Nanocellulose-reinforced nanofiber composite poly(aryl ether ketone) polymer electrolyte for advanced lithium batteries.

Solid polymer batteries (SPEs) are highly desirable for energy storage because of the urgent need for higher energy density and safer lithium ion batteries (LIBs). In this work, the single-ion lithium salt PAEK₅₀-LiCPSI was synthesized by grafting 3-chloropropanesulfonyl trifluoromethanesulimide lithium (LiCPSI) onto poly(aryl ether ketone)₅₀ (PAEK₅₀).
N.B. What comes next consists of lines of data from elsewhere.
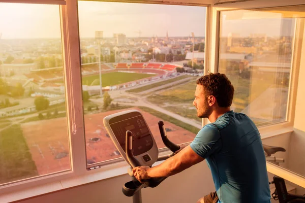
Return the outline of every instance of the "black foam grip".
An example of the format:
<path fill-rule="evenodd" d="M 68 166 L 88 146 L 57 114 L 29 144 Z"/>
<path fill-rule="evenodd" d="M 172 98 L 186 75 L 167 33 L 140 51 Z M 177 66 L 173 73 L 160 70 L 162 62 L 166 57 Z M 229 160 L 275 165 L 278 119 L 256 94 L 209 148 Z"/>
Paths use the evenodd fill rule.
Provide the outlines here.
<path fill-rule="evenodd" d="M 167 147 L 170 151 L 174 153 L 176 151 L 179 150 L 180 149 L 180 146 L 171 142 L 169 140 L 168 140 L 167 136 L 166 136 L 166 131 L 165 131 L 163 129 L 163 126 L 164 125 L 163 121 L 159 121 L 158 122 L 158 124 L 159 126 L 159 130 L 160 131 L 160 134 L 161 134 L 161 138 L 162 139 L 163 143 L 164 143 L 164 145 L 165 145 L 166 147 Z"/>

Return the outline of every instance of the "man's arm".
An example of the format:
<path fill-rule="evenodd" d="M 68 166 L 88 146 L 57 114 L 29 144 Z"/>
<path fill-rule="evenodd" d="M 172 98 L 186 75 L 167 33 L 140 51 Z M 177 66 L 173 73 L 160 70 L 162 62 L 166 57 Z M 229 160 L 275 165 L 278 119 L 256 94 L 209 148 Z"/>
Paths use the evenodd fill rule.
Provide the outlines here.
<path fill-rule="evenodd" d="M 136 167 L 133 168 L 133 172 L 135 177 L 140 179 L 167 177 L 180 173 L 203 160 L 204 159 L 195 152 L 189 145 L 160 165 L 151 168 Z"/>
Nanocellulose (NCC), PAEK₅₀-LiCPSI, and poly(vinylidene fluoride) (PVDF-HFP) were compounded to obtain NCC reinforced high-performance nanofiber composite polymer electrolytes (NCC/PAEK/PVDF) through electrospinning, which presented tensile strength of 15.35 MPa, ionic conductivity of 1.13 × 10^-4 S cm^-1, and Li⁺ transfer number as high as 0.80 at 25 °C. The assembled LIBs with NCC/PAEK/PVDF illustrated an initial discharge specific capacity of 155.2 mAh g^-1 at 0.2C, and the capacity retention rate was close to 93 % after cycling 700 cycles at 25 °C. Furthermore, its initial specific discharge capacity at -20 °C was 103.4 mAh g^-1, and can cycle over 300 cycles. The NCC with sulfonic acid group reinforced the mechanical performance, promoted the dissociation of Li⁺, and synergized with PAEK₅₀-LiCPSI and PVDF-HFP to form a 3D nanofiber ionic bridge network through hydrogen bond, which promoted the more stable and faster Li⁺ transportation. This work suggested that the NCC/PAEK/PVDF can be a good choice of solid polymer electrolytes (SPE) for the next generation of LIBs, even working at low-temperatures.